Ya en anteriores artículos me lancé contra las apologías del estrés y el sufrimiento gratuitos (y volveré a hacerlo en el siguiente). Pero ahora toca zurrarle a las consecuencias más gangrenantes de esa manía de (por pereza, vergüenza o cobardía) obligar a las heridas a sanar por decreto-ley, cuando a mí me dé la gana, sin enfrentarlas ni darles el tiempo y cuidados que requieran para curarse en profundidad. ¿La peor de todas las consecuencias de la dictadura de la mercromina? Pues qué no por mirar para otro lado los peligros desaparecen (bien al contrario: como las infecciones, crecerá y se agravará si no se trata como precisa); que negarse a pagar el precio de nuestro dolor hoy conlleva hipotecarse con él mañana (y acabaremos pagándolo igualmente, sólo que con los intereses de demora correspondientes) y que huir de tu propia sombra no conllevará separarte de ella, sino que te seguirá encontrando… sólo que hastiado de tanta carrerita inútil.

La dictadura de la mercromina también la llamo el síndrome del Tío Diego. El hermano de mi padre, de pequeño, odiaba las fotos. ¿Y sabéis lo que hacía para no salir en ellas? Pues cerrar los ojos. Obviamente, lo único que conseguía era salir igualmente en la foto… y con los ojos cerrados. Y que aprovecharan su ceguera para hacerle varias fotos más.

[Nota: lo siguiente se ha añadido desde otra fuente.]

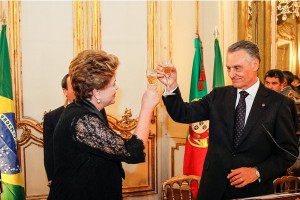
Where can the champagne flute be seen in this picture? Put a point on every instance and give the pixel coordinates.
(167, 67)
(151, 76)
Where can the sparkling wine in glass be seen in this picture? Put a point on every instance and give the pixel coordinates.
(151, 76)
(167, 66)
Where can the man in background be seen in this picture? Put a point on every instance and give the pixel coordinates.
(274, 80)
(50, 120)
(243, 117)
(296, 83)
(287, 89)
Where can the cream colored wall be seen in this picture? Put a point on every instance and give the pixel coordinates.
(47, 48)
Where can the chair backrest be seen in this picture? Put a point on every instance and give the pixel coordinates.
(286, 184)
(179, 188)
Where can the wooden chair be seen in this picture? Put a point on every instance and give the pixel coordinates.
(178, 188)
(286, 184)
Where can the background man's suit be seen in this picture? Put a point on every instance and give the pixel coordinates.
(256, 149)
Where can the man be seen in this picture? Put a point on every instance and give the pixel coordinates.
(274, 80)
(242, 159)
(50, 121)
(287, 88)
(296, 84)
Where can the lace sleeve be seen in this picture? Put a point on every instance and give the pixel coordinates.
(91, 131)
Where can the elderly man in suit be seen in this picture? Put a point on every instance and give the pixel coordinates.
(50, 121)
(242, 159)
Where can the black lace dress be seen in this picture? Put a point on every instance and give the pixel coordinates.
(88, 155)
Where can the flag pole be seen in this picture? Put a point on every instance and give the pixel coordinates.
(216, 32)
(3, 17)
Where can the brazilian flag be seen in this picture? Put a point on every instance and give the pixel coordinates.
(12, 180)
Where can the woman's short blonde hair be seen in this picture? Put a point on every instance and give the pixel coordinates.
(92, 69)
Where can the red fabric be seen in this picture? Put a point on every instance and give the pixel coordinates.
(194, 156)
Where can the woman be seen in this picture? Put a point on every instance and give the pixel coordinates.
(87, 153)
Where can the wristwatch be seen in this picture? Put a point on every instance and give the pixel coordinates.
(257, 174)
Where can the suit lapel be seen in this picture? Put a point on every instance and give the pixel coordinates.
(256, 112)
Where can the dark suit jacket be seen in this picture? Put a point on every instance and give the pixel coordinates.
(256, 149)
(50, 121)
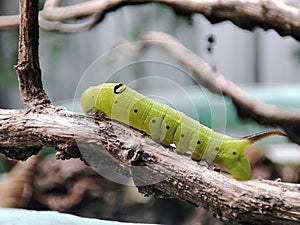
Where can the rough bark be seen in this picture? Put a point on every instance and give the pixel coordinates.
(281, 16)
(250, 202)
(247, 107)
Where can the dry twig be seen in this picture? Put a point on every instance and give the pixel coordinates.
(254, 201)
(247, 107)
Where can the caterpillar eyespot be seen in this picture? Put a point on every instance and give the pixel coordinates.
(170, 126)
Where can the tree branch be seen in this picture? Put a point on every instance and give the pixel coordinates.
(28, 67)
(281, 16)
(247, 107)
(254, 201)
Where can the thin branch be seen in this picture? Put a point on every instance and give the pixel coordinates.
(281, 16)
(247, 107)
(254, 201)
(28, 67)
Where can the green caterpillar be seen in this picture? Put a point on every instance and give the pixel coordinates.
(170, 126)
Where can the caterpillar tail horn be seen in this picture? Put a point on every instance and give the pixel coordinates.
(258, 136)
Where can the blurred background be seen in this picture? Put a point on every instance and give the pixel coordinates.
(263, 63)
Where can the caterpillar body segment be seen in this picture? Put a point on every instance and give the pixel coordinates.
(169, 126)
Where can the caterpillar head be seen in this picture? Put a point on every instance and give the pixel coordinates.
(88, 99)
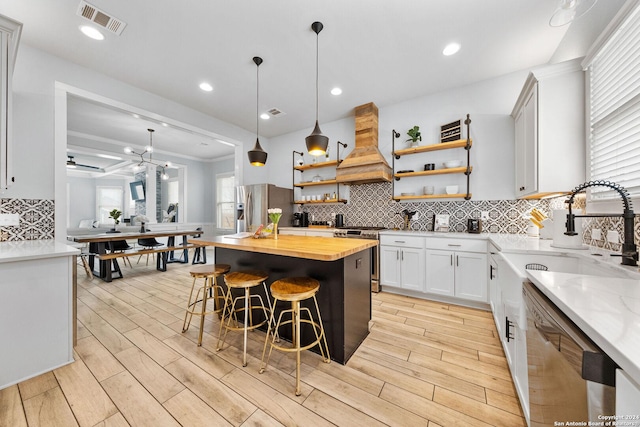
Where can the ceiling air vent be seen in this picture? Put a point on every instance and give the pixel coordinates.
(101, 18)
(274, 112)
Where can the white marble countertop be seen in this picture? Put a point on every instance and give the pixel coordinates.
(606, 309)
(34, 249)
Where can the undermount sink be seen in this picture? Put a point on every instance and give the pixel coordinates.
(569, 264)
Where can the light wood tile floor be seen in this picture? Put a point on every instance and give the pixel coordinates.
(423, 364)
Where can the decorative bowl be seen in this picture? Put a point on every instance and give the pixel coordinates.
(452, 164)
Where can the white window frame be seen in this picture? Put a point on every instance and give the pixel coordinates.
(613, 204)
(220, 203)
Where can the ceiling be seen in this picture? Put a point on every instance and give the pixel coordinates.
(375, 50)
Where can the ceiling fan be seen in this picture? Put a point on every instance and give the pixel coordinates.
(71, 164)
(569, 10)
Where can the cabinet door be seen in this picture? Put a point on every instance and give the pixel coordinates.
(412, 269)
(526, 146)
(390, 265)
(440, 272)
(471, 276)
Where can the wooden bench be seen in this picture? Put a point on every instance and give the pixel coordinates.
(113, 255)
(161, 261)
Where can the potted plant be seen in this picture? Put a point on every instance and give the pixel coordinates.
(115, 214)
(414, 134)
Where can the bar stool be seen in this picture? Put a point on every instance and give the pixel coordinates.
(295, 290)
(209, 289)
(243, 280)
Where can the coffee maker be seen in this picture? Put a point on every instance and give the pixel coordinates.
(300, 219)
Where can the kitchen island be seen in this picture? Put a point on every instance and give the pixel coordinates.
(342, 266)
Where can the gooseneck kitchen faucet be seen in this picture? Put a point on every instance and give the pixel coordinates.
(629, 251)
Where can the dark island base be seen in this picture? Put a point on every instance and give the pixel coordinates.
(344, 297)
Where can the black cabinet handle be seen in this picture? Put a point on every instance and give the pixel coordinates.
(507, 330)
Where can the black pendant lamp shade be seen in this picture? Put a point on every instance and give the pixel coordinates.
(317, 143)
(257, 156)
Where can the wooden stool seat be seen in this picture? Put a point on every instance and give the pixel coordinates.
(242, 304)
(210, 290)
(245, 279)
(295, 290)
(206, 270)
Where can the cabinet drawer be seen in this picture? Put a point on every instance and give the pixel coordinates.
(466, 245)
(403, 241)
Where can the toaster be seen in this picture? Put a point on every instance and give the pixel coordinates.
(474, 226)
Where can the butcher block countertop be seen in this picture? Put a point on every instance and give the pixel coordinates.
(308, 247)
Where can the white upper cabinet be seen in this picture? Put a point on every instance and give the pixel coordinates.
(9, 37)
(550, 140)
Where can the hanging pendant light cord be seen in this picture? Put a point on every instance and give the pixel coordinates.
(257, 99)
(317, 73)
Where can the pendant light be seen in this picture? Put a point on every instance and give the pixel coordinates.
(570, 10)
(257, 156)
(316, 142)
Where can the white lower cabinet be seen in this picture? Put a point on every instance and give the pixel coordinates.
(509, 316)
(402, 262)
(457, 273)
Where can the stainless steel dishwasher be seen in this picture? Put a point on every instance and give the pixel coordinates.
(570, 378)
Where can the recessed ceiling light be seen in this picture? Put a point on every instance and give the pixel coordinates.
(451, 49)
(108, 156)
(91, 32)
(206, 87)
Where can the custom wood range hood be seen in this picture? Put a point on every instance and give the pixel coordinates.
(365, 164)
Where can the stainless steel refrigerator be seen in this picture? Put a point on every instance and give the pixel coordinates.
(252, 202)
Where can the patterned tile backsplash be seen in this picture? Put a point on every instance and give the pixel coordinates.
(371, 205)
(36, 219)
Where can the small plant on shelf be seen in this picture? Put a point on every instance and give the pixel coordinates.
(414, 134)
(115, 214)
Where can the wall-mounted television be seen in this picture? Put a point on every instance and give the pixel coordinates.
(137, 190)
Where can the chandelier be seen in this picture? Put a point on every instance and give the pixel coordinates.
(149, 150)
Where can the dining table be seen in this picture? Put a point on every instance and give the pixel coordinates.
(99, 245)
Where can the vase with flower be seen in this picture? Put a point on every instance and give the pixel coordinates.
(274, 217)
(143, 220)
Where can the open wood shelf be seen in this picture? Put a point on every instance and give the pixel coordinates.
(433, 196)
(461, 169)
(460, 143)
(466, 169)
(317, 165)
(311, 184)
(310, 202)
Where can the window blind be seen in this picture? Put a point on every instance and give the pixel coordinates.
(614, 110)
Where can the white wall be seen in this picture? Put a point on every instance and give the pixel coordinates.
(82, 200)
(35, 76)
(492, 156)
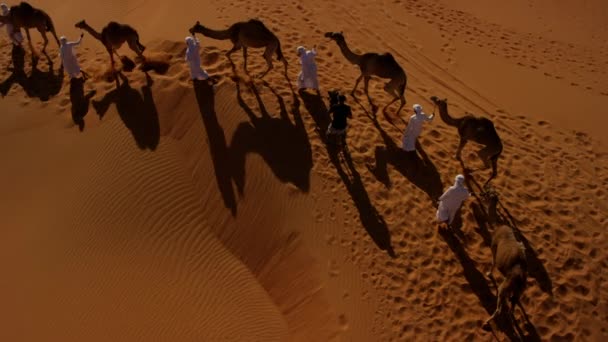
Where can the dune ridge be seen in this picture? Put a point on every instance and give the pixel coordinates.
(182, 211)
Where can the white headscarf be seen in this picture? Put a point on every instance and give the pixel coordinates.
(459, 181)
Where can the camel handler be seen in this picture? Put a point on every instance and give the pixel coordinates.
(451, 200)
(193, 58)
(414, 128)
(68, 59)
(307, 78)
(16, 37)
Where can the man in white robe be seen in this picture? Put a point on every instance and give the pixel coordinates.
(414, 128)
(193, 58)
(307, 78)
(68, 59)
(451, 200)
(16, 37)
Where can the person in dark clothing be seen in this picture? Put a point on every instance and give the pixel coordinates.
(341, 112)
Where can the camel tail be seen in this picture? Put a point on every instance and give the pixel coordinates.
(51, 27)
(451, 121)
(280, 56)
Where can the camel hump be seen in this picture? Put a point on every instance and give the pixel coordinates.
(23, 8)
(26, 6)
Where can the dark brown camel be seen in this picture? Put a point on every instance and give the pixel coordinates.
(246, 34)
(26, 16)
(113, 36)
(375, 64)
(509, 256)
(478, 129)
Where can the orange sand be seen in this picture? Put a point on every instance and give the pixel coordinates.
(182, 213)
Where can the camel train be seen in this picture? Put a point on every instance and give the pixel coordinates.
(508, 254)
(27, 17)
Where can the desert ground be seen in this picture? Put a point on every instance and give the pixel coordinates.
(169, 210)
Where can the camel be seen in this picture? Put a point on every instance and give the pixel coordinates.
(374, 64)
(478, 129)
(246, 34)
(26, 16)
(509, 256)
(113, 36)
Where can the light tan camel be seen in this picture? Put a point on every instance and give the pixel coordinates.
(113, 36)
(246, 34)
(477, 129)
(27, 17)
(375, 64)
(509, 256)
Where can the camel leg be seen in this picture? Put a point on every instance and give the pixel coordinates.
(55, 35)
(245, 60)
(499, 304)
(352, 93)
(230, 52)
(268, 56)
(29, 41)
(463, 142)
(366, 89)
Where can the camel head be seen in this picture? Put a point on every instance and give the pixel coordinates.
(334, 96)
(196, 28)
(337, 36)
(441, 103)
(81, 24)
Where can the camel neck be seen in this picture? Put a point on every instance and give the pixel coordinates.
(350, 56)
(214, 34)
(445, 116)
(92, 32)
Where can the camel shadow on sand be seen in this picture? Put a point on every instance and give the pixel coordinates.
(372, 220)
(80, 101)
(417, 167)
(218, 146)
(38, 84)
(536, 269)
(137, 111)
(283, 144)
(479, 286)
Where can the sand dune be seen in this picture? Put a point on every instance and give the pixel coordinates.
(169, 210)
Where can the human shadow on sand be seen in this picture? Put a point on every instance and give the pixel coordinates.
(137, 111)
(80, 101)
(418, 169)
(372, 220)
(38, 84)
(283, 144)
(218, 146)
(479, 286)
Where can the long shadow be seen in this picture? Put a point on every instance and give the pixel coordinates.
(283, 145)
(536, 269)
(137, 112)
(218, 147)
(372, 220)
(39, 84)
(80, 101)
(479, 284)
(418, 169)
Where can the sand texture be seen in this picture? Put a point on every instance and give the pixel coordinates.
(164, 209)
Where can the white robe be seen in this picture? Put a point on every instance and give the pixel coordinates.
(70, 64)
(307, 78)
(194, 60)
(413, 130)
(450, 201)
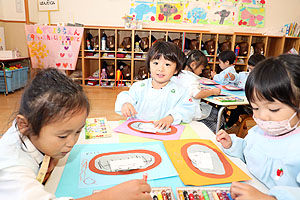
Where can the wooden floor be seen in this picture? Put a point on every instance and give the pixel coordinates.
(102, 102)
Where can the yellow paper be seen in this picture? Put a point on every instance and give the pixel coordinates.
(188, 133)
(191, 175)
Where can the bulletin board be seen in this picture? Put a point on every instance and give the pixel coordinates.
(53, 46)
(249, 13)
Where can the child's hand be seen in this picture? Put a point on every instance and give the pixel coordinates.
(223, 137)
(164, 123)
(130, 190)
(242, 191)
(216, 91)
(128, 110)
(213, 73)
(231, 76)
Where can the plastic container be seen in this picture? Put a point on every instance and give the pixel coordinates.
(15, 79)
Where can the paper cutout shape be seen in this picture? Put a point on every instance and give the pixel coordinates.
(208, 82)
(229, 87)
(97, 128)
(53, 46)
(133, 127)
(224, 170)
(145, 11)
(109, 163)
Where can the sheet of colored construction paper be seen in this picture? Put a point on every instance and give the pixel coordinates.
(224, 171)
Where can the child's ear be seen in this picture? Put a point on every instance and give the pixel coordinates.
(22, 124)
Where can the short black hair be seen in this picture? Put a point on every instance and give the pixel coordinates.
(276, 78)
(255, 58)
(169, 51)
(51, 96)
(227, 55)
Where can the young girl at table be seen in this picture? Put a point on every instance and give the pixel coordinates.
(158, 98)
(52, 112)
(189, 78)
(228, 74)
(271, 148)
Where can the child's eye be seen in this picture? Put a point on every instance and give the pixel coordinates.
(274, 110)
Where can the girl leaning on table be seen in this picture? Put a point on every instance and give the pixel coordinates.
(271, 148)
(159, 98)
(53, 110)
(189, 78)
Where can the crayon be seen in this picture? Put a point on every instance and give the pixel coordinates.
(215, 196)
(186, 195)
(180, 194)
(164, 195)
(205, 195)
(196, 195)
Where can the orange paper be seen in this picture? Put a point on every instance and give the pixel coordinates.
(190, 175)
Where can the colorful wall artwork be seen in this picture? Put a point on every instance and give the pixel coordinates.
(216, 12)
(196, 13)
(53, 46)
(145, 11)
(2, 39)
(253, 17)
(169, 12)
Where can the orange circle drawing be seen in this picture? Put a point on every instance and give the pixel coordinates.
(173, 129)
(227, 166)
(98, 171)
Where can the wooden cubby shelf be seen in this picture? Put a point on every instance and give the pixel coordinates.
(113, 48)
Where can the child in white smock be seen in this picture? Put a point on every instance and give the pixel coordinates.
(159, 98)
(271, 148)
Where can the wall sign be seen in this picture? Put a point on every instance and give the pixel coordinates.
(47, 5)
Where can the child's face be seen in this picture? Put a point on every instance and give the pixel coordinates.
(273, 111)
(224, 65)
(161, 71)
(58, 138)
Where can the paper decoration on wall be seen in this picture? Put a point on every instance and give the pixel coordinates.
(169, 12)
(145, 11)
(196, 13)
(53, 46)
(2, 39)
(143, 128)
(217, 12)
(254, 17)
(201, 162)
(221, 14)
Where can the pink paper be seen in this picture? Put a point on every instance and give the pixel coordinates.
(228, 87)
(53, 46)
(127, 128)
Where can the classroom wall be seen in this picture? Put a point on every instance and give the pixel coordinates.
(99, 13)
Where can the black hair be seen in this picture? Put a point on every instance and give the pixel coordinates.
(196, 56)
(255, 58)
(227, 55)
(169, 51)
(276, 78)
(50, 97)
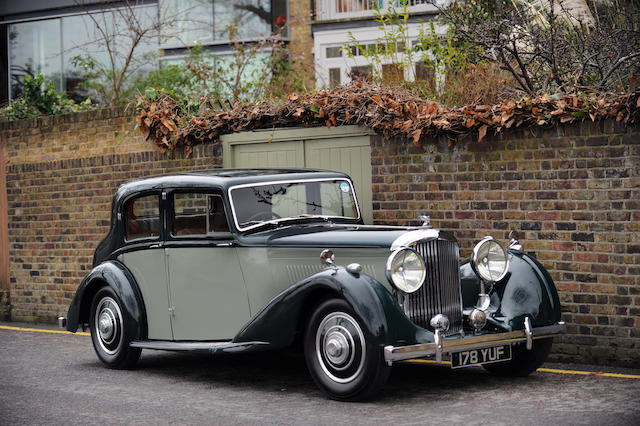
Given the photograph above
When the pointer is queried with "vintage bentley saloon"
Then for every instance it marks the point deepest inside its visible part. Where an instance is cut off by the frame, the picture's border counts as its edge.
(252, 260)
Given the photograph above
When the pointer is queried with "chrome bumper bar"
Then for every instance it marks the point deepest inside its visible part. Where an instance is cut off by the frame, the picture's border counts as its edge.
(441, 346)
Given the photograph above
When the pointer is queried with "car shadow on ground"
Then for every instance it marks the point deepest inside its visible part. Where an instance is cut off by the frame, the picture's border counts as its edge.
(280, 371)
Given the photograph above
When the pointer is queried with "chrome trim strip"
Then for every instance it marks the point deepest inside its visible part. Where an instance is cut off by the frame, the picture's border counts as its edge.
(527, 332)
(438, 344)
(399, 353)
(275, 182)
(414, 237)
(213, 347)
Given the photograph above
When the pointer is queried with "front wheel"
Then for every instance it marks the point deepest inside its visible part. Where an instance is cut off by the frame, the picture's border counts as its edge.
(524, 362)
(108, 332)
(343, 361)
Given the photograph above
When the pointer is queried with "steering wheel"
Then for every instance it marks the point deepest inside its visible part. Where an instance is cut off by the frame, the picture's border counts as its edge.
(264, 215)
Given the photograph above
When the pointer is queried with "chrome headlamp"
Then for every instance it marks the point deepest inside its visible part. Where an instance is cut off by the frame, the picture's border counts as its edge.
(489, 260)
(406, 270)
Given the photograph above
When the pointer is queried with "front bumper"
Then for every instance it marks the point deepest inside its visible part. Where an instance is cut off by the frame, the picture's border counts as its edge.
(441, 346)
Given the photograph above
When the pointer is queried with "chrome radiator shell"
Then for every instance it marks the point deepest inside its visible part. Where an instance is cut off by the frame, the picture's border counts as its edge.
(440, 292)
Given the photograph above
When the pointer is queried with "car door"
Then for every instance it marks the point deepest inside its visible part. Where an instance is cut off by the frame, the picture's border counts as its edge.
(145, 258)
(208, 297)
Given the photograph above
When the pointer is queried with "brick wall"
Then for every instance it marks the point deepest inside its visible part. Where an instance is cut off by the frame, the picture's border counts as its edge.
(572, 193)
(62, 172)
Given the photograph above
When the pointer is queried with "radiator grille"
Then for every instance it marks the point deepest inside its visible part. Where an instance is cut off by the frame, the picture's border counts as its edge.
(440, 293)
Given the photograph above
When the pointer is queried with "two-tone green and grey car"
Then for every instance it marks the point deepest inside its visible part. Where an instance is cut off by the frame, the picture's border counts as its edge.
(252, 260)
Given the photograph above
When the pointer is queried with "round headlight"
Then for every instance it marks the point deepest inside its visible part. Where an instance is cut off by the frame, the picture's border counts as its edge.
(489, 260)
(406, 270)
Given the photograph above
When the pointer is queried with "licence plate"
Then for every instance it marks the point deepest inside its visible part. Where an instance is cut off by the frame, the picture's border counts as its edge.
(480, 356)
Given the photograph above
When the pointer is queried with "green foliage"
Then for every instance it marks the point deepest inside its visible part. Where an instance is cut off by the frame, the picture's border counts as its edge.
(40, 98)
(204, 82)
(449, 67)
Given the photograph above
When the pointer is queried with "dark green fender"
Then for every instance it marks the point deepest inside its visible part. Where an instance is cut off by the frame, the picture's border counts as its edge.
(286, 315)
(115, 275)
(526, 290)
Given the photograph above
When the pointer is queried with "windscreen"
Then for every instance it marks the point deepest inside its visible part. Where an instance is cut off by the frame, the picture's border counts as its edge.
(285, 200)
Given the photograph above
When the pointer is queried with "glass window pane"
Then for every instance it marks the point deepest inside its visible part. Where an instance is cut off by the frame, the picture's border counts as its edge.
(34, 47)
(198, 214)
(253, 72)
(334, 77)
(251, 18)
(142, 217)
(425, 72)
(190, 214)
(334, 52)
(363, 72)
(392, 73)
(82, 36)
(278, 201)
(188, 22)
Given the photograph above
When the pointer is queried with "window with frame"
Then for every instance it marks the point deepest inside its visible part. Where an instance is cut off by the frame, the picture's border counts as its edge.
(197, 213)
(142, 217)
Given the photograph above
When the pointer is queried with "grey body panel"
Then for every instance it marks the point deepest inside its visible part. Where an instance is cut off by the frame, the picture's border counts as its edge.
(149, 270)
(207, 293)
(270, 270)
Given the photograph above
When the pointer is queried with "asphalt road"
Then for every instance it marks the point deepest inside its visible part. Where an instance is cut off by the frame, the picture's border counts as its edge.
(57, 379)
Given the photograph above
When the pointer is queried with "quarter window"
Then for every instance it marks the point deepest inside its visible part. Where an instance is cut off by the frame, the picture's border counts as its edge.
(142, 217)
(198, 214)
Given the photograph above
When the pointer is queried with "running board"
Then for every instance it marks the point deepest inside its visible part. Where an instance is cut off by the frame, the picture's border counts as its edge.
(206, 347)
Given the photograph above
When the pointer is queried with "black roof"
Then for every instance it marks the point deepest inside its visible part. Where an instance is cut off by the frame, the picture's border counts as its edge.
(221, 178)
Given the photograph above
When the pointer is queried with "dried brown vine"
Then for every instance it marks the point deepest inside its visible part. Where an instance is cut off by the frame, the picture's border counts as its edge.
(390, 112)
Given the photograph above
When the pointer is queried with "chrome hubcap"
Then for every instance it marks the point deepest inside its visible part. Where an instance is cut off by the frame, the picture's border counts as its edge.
(336, 348)
(340, 347)
(108, 325)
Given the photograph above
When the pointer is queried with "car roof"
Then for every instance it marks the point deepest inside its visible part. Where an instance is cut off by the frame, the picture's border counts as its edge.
(221, 178)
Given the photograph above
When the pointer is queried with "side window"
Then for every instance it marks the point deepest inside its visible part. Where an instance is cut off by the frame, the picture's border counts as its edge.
(142, 217)
(198, 214)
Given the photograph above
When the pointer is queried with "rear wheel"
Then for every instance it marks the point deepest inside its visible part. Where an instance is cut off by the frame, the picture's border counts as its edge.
(342, 359)
(524, 362)
(108, 332)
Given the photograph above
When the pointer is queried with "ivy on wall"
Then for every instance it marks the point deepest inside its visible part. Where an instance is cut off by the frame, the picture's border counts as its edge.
(388, 111)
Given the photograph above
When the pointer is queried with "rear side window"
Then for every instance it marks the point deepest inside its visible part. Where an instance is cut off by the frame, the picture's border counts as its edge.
(142, 217)
(198, 214)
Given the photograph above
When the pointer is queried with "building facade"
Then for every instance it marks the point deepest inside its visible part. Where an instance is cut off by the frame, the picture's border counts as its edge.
(56, 37)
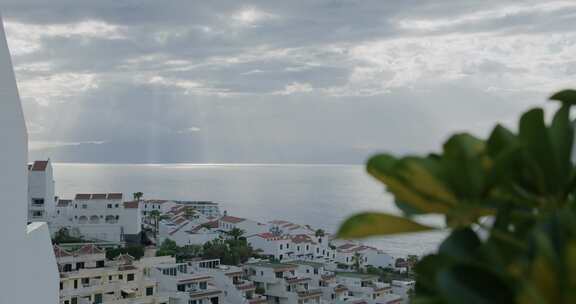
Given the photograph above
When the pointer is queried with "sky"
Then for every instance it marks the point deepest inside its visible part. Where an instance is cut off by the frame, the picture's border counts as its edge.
(304, 81)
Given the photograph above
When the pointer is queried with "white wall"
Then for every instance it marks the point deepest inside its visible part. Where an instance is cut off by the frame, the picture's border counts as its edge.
(28, 267)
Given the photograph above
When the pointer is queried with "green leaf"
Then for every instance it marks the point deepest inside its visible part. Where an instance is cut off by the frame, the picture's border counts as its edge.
(501, 139)
(473, 285)
(405, 181)
(462, 244)
(561, 133)
(374, 224)
(565, 96)
(540, 161)
(463, 164)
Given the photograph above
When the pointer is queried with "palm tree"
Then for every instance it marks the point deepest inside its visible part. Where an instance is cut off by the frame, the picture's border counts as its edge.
(189, 212)
(155, 216)
(235, 233)
(357, 261)
(137, 195)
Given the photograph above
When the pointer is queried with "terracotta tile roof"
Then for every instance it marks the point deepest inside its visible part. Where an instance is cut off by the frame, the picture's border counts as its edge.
(40, 165)
(131, 205)
(63, 203)
(156, 201)
(302, 238)
(232, 219)
(114, 195)
(90, 249)
(212, 224)
(98, 196)
(60, 252)
(346, 246)
(270, 236)
(83, 196)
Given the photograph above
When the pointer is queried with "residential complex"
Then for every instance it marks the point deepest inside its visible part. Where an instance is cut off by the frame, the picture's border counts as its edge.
(41, 199)
(101, 217)
(87, 277)
(28, 268)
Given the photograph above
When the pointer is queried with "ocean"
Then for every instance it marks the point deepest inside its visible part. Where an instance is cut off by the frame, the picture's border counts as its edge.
(319, 195)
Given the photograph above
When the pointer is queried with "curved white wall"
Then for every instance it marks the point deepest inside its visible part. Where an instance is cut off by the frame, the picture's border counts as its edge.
(28, 271)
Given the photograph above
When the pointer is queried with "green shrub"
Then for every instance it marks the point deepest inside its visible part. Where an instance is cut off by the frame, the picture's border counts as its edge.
(515, 189)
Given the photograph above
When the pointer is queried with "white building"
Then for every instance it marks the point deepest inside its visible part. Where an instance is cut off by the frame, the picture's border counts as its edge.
(161, 206)
(209, 209)
(86, 277)
(250, 227)
(187, 228)
(100, 216)
(366, 286)
(283, 284)
(345, 254)
(28, 267)
(41, 199)
(186, 286)
(232, 280)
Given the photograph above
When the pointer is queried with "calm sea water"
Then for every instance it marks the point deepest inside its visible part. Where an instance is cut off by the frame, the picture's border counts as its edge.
(319, 195)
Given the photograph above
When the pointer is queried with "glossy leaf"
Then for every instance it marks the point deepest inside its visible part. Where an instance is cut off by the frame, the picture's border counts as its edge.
(373, 224)
(565, 96)
(473, 285)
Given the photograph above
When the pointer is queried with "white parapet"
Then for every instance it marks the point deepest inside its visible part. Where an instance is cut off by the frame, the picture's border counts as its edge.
(28, 271)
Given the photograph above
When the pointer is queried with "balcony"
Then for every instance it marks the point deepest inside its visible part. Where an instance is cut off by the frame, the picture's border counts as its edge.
(309, 293)
(258, 300)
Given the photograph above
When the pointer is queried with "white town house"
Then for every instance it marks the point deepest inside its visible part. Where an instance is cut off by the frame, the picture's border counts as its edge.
(28, 267)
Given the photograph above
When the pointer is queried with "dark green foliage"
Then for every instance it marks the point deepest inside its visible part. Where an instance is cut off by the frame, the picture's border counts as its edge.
(62, 236)
(168, 248)
(516, 189)
(230, 252)
(136, 251)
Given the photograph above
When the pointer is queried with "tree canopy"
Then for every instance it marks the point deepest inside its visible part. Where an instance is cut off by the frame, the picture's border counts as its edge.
(509, 201)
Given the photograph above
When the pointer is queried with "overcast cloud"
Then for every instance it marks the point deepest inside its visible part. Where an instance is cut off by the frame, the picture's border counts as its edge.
(278, 81)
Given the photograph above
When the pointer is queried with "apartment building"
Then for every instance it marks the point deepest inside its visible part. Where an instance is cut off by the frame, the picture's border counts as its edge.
(208, 208)
(100, 216)
(250, 227)
(232, 280)
(365, 286)
(293, 247)
(28, 267)
(185, 285)
(86, 277)
(282, 283)
(41, 199)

El mito del avestruz que frente al puro pánico entierra la cabeza en un agujero no consigue que el depredador desaparezca, sino que facilita que le muerda el culo (por eso es falso: no son los avestruces las que lo hacen en la naturaleza, sino nosotros en nuestras vidas). Negarnos a afrontar nuestras dificultades, a desinfectar nuestras heridas hasta que sanen realmente o a darles el tiempo que necesiten para cicatrizar no equivale a sanar más rápido, sino que nos condena a infectarlas más (eso sí: con un decoro externo envidiable). En la vida, como en el sexo, rapidez no es ni mucho menos sinónimo de calidad. Todo lo contrario. Y ojos que no ven no propician corazones que no sienten, sino cegatos con chichones. Y con el corazón bien dolorido… sólo que más tarde.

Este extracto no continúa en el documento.